Theoretical Contribution: Provides unified theoretical framework for active learning algorithms, enhancing interpretability
Practical Value: ParBaLS addresses batch selection problems in real applications
Comprehensive Experiments: Covers multiple data types and challenging settings with convincing results
Method Innovation: Novel application of pseudo-labels in batch construction

Weaknesses

Computational Overhead: Maintenance of m parallel models increases computational cost
Theoretical Rigor: Some derivations (e.g., BAIT) rely on informal approximations
Experimental Limitations: Primarily validated on relatively simple models (logistic regression)
Hyperparameter Sensitivity: Insufficient analysis of m selection trade-offs between performance and computation

Impact

Theoretical Impact: Provides new theoretical perspective for active learning, potentially inspiring future research
Practical Value: ParBaLS method has direct application value, especially in batch annotation scenarios
Reproducibility: Open-source code provided for easy reproduction and extension

Applicable Scenarios

High-Uncertainty Tasks: Tabular data and subgroup shift scenarios with irreducible uncertainty
Batch Annotation Requirements: Real applications requiring batch rather than individual annotation
Bayesian Settings: Models and tasks capable of Bayesian inference

References

This paper cites important literature in active learning, including:

Classical uncertainty sampling methods (Lewis, 1995)
Bayesian active learning methods (Houlsby et al., 2011; Gal et al., 2017)
Batch active learning methods (Kirsch et al., 2019, 2023)
Expected error reduction methods (Roy and McCallum, 2001; Mussmann et al., 2022)

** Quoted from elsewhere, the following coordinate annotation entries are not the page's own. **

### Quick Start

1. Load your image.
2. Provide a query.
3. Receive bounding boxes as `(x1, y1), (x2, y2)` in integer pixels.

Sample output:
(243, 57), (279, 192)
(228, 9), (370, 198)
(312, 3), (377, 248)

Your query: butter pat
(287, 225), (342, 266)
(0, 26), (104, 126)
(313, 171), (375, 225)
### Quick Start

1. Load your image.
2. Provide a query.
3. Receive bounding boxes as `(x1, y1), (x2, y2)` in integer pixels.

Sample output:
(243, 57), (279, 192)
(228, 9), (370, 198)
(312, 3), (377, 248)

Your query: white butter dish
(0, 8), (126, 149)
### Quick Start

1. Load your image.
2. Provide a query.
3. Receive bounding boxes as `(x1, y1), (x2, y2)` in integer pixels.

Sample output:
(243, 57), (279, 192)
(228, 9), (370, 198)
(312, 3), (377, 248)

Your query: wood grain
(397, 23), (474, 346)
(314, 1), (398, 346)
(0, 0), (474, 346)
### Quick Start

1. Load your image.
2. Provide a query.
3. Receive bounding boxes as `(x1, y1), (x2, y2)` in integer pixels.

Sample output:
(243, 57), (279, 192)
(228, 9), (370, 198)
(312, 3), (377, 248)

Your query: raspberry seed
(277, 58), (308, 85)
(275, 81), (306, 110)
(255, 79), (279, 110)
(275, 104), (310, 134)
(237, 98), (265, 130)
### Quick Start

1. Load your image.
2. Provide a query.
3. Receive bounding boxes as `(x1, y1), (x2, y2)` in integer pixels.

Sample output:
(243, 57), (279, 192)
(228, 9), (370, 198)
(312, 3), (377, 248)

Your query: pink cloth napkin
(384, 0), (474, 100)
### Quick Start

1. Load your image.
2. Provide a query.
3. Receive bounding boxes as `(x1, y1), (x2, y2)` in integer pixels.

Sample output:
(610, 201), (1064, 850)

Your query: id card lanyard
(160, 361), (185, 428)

Overall Assessment: This is an important paper with significant theoretical and practical value in active learning. By unifying existing algorithms through MBDT and proposing ParBaLS to address batch selection problems, it provides new research directions for the field. While improvements in computational efficiency and theoretical rigor are possible, its contributions are substantial.